According to the 2012 Natixis Global Asset Management U.S. Advisor survey, the global financial crisis and uncertain market recovery has accelerated interest in alternative investing. According to the survey, 49% of advisors are uncertain that the traditional 60/40 allocation between stocks and bonds is still relevant, and 23% said the traditional approach isn’t close to meeting the needs of investors in contemporary markets.
But if a 60/40 allocation is no longer relevant, what is the right mix?
Dick Pfister, an executive vice president and managing director of global sales and consulting at Altegris Investments, A La Jolla, Calif., based provider of alternative investments, said modern portfolio theory has shifted dramatically in the past decade. He said that large institutional investors and endowments have “dramatically” increased their allocation to alternative investments.
According to a national study of endowments by the National Association of College and University Business Owners, the average endowment had 52% of its portfolio investments in alternative assets in 2010, up from 24% in 2002.

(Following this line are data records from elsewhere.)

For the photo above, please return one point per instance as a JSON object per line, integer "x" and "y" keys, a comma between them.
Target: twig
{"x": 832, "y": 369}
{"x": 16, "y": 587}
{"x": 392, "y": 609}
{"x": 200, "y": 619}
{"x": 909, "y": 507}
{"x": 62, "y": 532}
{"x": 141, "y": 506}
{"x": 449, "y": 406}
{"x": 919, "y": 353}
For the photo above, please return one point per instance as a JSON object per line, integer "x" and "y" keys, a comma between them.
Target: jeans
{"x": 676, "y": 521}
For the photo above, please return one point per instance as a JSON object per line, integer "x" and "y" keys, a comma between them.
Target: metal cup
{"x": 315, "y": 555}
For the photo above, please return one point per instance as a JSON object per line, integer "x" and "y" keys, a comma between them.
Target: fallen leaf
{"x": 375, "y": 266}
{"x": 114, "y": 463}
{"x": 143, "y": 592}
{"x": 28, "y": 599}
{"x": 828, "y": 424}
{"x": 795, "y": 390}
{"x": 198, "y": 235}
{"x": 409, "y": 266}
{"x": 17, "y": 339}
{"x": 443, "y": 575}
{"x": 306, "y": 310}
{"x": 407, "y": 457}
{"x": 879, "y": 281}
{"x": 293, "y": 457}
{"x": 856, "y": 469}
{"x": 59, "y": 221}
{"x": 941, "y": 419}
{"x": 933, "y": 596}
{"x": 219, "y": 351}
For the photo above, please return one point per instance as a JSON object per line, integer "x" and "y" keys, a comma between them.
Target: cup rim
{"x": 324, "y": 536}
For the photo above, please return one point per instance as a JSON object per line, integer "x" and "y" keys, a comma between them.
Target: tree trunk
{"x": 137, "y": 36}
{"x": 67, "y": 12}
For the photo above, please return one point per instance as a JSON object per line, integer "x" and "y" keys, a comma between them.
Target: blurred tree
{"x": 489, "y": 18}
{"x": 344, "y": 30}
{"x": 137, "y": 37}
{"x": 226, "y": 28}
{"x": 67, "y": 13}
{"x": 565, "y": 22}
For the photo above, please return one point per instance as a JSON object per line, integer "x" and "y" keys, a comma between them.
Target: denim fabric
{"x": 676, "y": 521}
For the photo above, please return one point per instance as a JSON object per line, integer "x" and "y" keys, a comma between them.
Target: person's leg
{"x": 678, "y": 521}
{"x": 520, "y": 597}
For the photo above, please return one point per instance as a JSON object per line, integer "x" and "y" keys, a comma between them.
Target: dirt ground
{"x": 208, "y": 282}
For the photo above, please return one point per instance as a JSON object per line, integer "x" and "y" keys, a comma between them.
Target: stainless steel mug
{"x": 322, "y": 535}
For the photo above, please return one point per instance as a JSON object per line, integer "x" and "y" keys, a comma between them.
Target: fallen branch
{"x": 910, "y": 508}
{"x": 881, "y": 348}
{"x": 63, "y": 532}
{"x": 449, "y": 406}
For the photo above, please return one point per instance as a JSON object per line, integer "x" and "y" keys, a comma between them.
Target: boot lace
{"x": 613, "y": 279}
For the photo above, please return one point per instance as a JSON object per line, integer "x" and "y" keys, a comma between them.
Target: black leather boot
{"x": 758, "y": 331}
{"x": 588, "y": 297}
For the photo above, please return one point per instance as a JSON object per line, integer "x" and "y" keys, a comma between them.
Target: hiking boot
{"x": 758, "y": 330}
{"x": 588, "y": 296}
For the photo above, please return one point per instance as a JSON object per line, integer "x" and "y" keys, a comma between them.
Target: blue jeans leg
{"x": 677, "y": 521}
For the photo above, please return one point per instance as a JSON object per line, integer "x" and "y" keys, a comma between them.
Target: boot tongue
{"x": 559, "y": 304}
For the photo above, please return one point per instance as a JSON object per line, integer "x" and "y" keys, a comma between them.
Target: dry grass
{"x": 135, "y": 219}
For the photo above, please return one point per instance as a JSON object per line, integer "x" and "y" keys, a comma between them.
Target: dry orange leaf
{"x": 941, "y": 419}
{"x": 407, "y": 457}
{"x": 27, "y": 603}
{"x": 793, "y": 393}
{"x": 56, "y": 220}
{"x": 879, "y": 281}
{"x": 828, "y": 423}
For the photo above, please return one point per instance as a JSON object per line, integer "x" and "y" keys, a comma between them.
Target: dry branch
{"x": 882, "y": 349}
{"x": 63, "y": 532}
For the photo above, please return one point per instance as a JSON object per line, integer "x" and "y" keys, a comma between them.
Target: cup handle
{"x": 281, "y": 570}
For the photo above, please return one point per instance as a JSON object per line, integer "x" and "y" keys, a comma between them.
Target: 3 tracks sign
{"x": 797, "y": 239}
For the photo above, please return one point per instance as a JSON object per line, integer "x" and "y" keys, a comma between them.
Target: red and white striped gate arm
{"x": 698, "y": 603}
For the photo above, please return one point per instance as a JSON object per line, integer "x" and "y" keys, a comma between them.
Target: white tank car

Pfister said he doesn’t expect advisors to shift their portfolios that dramatically, but anywhere from 10% to 35% of an individual investor’s portfolio should be held in alternatives.
“We are seeing a lot more on the upper end of that range,” he said. “With more mutual funds trading like hedge funds, more people are allocating to the alternative space.”
Giunta said clients are getting more comfortable with alternative investing because more alternative options are available within the comfortable and familiar confines of a mutual fund, but he says the right portfolio allocation varies on a client-by-client basis.
“We have to create portfolios based on each risk and volatility scenario,” he said. “Advisors need to talk to their clients and understand how much of a dip they can stand. Advisors need to be having those conversations and educating their clients about a variety of alternative options.”
Tim Clift, the chief investment strategist for Envestnet, a Chicago-based provider of technology-enabled wealth management products and services for advisors, said he thinks the average portfolio should allocate 20% to 25% to alternative investments. “Investors need to be putting a meaningful amount into alternatives,” he said. “Five percent to 10% is not meaningful enough to provide advisors and investors the proper downside protection.”
Robert Worthington, the president of Hatteras Funds, agreed that a 5% allocation was far too small. He said he worked with one advisory firm’s allocation committee that recommended 7% to 10% be put into alternatives and he told them, “if you don’t do 20% its not worth it.”
Hatteras, a Raleigh, N.C., based asset manager that provides alternative investment solutions for advisors and their clients, recommends 20% to 25% of a client’s portfolio be allocated to alternatives, Worthington said.
“More leading edge advisory firms are shifting 30% of their portfolio to alternatives,” he said. “I think others [advisors] are going to follow. With the advent of liquid alternative funds, advisors can increase allocation to alternatives without reducing liquidity. Access to alternatives to greater and easier today than it was four years ago and that means allocating to alternatives is becoming more mainstream.”